When we decided to implement dark mode on our site, we knew it would be a great feature for clients and prospects to use while browsing our site, but dark mode is more than just a toy, and we had other motivations, too. By implementing dark mode on our website, we can use it as a demo feature in client conversations, showcasing the benefits and advantages of dark mode and walking prospects through our technical approach.
We embarked on this project to improve our site and use it as a working model for clients to see what we do and how we do it. We’re our own Exhibit A here.
In that spirit, we wanted to open up the conversation even further. Here, we’ll talk about:
- Why we made the effort to implement dark mode on our site
- What the process was like
- The things we’ve learned from implementing dark mode
Why dark mode?
Dark mode can seem like a fun toy or a flashy—unnecessary—option, but it’s more than that. Just like Van Halen’s brown M&Ms weren’t about the candy, dark mode is about paying fresh attention to your entire site. The result is beautiful, but adding dark mode has incredible benefits for your front-end architecture, existing or future branding efforts, and QA. The fact that it’s fun is a bonus!
Last year Google announced a trial for Auto Dark Theme on Android. This means that if a user navigates to your site and has opted into preferring dark themes at the OS level, Chrome will show the user your site in dark mode—even if your site doesn’t have styles for dark mode. We saw this as further evidence that the industry is turning toward embracing dark mode as a standardized option. You don’t want Chrome deciding what your site should look like—we definitely didn’t—so we decided to do the redesign ourselves.
Implementing dark mode on our website
At Think, we tested all designs in Storybook. It is easier to go through a library of components and ensure each component individually is accessible, looks good, and functions well.
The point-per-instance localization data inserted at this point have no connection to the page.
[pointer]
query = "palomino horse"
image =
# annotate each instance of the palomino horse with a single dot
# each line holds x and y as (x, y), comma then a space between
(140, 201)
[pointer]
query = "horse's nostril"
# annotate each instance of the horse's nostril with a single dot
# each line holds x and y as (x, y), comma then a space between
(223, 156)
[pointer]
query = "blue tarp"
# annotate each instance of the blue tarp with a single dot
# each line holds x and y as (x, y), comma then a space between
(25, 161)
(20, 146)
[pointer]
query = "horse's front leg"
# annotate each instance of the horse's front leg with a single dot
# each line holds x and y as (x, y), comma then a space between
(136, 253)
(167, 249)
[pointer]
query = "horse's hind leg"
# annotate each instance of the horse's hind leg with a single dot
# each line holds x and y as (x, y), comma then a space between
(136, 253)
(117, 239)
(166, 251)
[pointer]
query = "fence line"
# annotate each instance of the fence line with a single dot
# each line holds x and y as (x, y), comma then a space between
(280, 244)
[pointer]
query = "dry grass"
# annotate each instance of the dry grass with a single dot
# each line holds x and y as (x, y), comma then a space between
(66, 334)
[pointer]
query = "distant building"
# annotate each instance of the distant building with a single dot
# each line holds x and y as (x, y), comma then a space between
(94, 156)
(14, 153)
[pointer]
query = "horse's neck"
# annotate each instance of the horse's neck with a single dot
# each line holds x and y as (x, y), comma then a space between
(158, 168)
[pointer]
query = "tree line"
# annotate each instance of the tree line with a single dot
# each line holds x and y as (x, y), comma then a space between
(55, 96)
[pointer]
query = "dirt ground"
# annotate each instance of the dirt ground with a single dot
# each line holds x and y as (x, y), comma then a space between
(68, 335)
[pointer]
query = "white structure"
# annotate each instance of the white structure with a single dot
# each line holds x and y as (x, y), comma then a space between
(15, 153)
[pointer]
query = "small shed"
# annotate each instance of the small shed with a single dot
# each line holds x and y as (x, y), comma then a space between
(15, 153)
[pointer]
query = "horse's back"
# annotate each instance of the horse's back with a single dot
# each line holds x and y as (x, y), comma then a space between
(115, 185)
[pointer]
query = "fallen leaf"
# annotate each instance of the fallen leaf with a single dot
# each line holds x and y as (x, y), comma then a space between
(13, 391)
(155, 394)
It allowed us to go through a few iterations without disrupting the site.
After we built out dark mode in Storybook, the next step was incorporating it into the site. At this stage, we could see how all the dark mode components from Storybook looked in the context of the site.
Before we started our dark mode implementation project, our team suspected there might be too much white space between sections on the site—but not so much that it was a real issue. However, when dark mode was fully implemented, it became obvious that there was too much space, and we needed to adjust our site design.
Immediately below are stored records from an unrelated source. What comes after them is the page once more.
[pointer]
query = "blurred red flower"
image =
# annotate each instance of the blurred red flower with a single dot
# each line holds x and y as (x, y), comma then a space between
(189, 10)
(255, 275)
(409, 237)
For our team, thinking about dark mode was a great way to explore modern CSS features like prefers-color-scheme and CSS custom properties. Prefers-color-scheme is used to detect if a user has opted into dark theme at the operating system or browser level (extremely helpful when deciding whether to serve up dark mode based on a user’s OS or browser level setting), and CSS custom properties make it extremely easy to change the value of a variable based on a condition. This means we only have to change a color once, not every time it is referenced in the codebase.
Illuminated in dark mode
There is no better way to reveal whether your code has been written flexibly than to (drastically) change the background colors. Did you cut corners on your PNG transparency? You’re about to find out! So the process of adding dark mode is a fantastic way to “harden” your front-end code and get it ready for whatever changes the future will bring.
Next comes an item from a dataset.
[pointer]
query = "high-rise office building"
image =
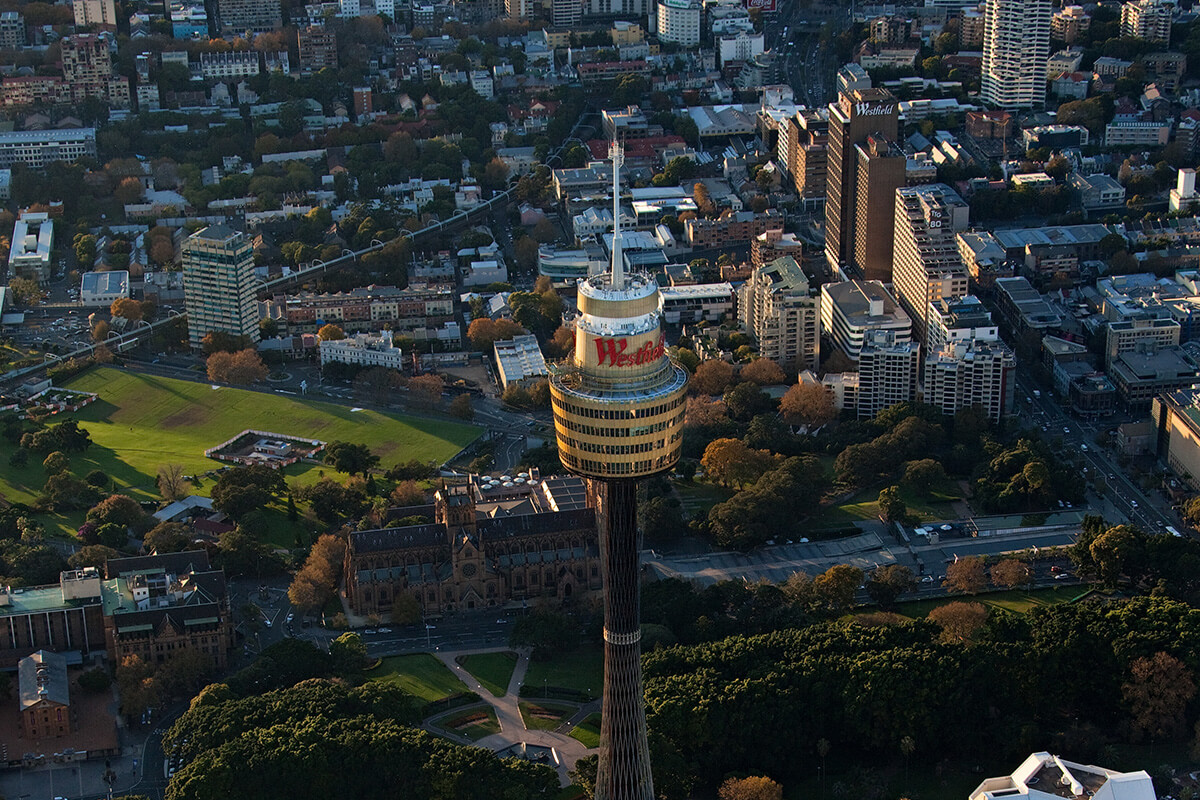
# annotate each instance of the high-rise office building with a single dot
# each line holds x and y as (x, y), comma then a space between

If your CSS naming conventions aren’t flexible, the process of adding dark mode—or adding themes—will immediately reveal that. If you’re working on a project that hasn’t launched yet—or hasn’t launched widely—there’s no better time to tweak your naming conventions to save you so much sorrow in the future.
Is all your product photography matted against a white background when it should be transparent? Best to find that out early so you can start amending your product-photography standards instead of having a surprising, expensive discovery a month before you’re hoping to launch your new design.
Do you have insufficient color contrast on some of your pages? To meet accessibility requirements, a contrast of 4.5:1 needs to be met. You may find that your go-to red or green color, while fully accessible on a white background, is no longer accessible on a black or dark background. The process of working through dark mode will flush out these issues. Parts of your page that had been invisible to you (“Oh, right, the footer! I haven’t thought about the footer in years!”) will suddenly jump out.
Why implementing dark mode is worth it
Dark mode is a great feature for users and a way to control how your site is seen in browsers when dark mode is automated. But the real value comes from what you learn while implementing its changes.
By adding dark mode functionality to your site, you force yourself to look at your site from an entirely new angle. From this perspective, you can unlock hidden potential, uncover issues, and take significant steps toward “future-proofing” your site.